François Fillon, le 4 mars, aux Docks de Paris, à Aubervilliers (Seine-Saint-Denis). | LAURENCE GEAI POUR LE MONDE

Editorial du « Monde ». Toutes proportions gardées, François Fillon a tempéré son propos. Mercredi 1er mars, ripostant à chaud à sa convocation annoncée par la justice en vue d’une possible mise en examen, il avait fustigé un « assassinat politique » perpétré contre lui. Quatre jours plus tard, après une démonstration de force devant une foule de militants rassemblés place du Trocadéro à Paris, il a dénoncé, à la télévision, un « hold-up démocratique ». C’est-à-dire, en bon français, un vol à main armée dans un lieu public : vol de candidature, vol d’élection, vol de victoire encore promise il y a peu, si l’on comprend bien.

Tout à son combat singulier, dos au mur et face à bon nombre de ses « amis » politiques, le candidat de la droite ne lésine pas sur les mots destinés à frapper les esprits de ceux qui le soutiennent encore, comme de ceux qui s’emploient à le décourager. Comme il l’a lui-même souligné, la violence des attaques dont il est la cible explique, si elle ne l’excuse pas, la virulence de ses réactions. Il reste qu’à l’analyser froidement, la situation de la droite et de son candidat relève moins de l’assassinat ou du vol avec violence que de l’accident industriel majeur.

Fillon terriblement affaibli

Un accident dont on peine à concevoir comment la droite peut le surmonter et en effacer les dégâts dans le temps qui lui reste d’ici au premier tour de la présidentielle. Le premier constat a été rappelé par François Fillon, dimanche soir.

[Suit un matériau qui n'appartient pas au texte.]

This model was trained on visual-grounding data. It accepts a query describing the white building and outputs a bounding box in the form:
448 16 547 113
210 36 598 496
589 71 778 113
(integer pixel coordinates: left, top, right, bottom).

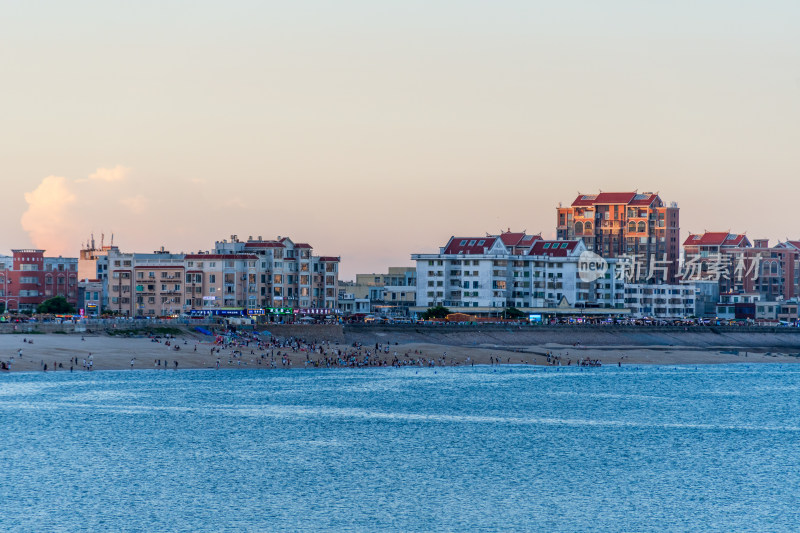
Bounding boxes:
411 231 625 314
625 283 697 318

Calmement mais fermement, il a rappelé cette évidence qui s’impose et qu’il impose : « Personne ne peut m’empêcher d’être candidat. » Il est arc-bouté sur la légitimité de sa large victoire de la primaire de novembre 2016, fort des quelque 1 500 parrainages dont il dispose dès à présent, adossé au soutien rageur d’une partie encore significative de son camp, disposant des financements nécessaires pour poursuivre tant bien que mal sa campagne. Personne ne peut donc le faire renoncer sans son consentement.

Le deuxième constat ne relève pas moins de l’évidence. M. Fillon est terriblement affaibli par la tempête qu’il traverse depuis plusieurs semaines et le doute, pour ne pas dire la panique, s’est installé dans son camp. Ses partisans ont beau récuser les sondages d’intentions de vote, ceux-ci témoignent qu’il est, aujourd’hui, sérieusement menacé de ne pouvoir se qualifier pour le second tour de la présidentielle – une première pour le candidat de la droite depuis un demi-siècle. De même, il a beau brocarder cruellement tous ceux qui, par centaines depuis quelques jours, se détournent de lui, ces défections disent sans ménagement qu’il n’est plus porteur d’un espoir de victoire.

Le troisième constat devait être dressé, lundi, au fil d’une journée cruciale. Beaucoup des caciques de la droite souhaitent son retrait. Mais personne ne sait par qui, ni comment le remplacer au pied levé. La primaire de novembre avait tranché non seulement la question du candidat, mais aussi celle du projet qui serait défendu au printemps. Toute solution alternative reposerait ces deux questions cruciales dans les pires conditions.

Que François Fillon s’accroche contre vents et marées ou qu’il soit, on ne sait comment, poussé vers la sortie, la droite ne dispose que de mauvaises solutions pour tenter de sortir de l’impasse où elle se trouve. Personne ne saurait s’en réjouir, tant il est clair que la candidate du Front national est la première bénéficiaire de ce délitement.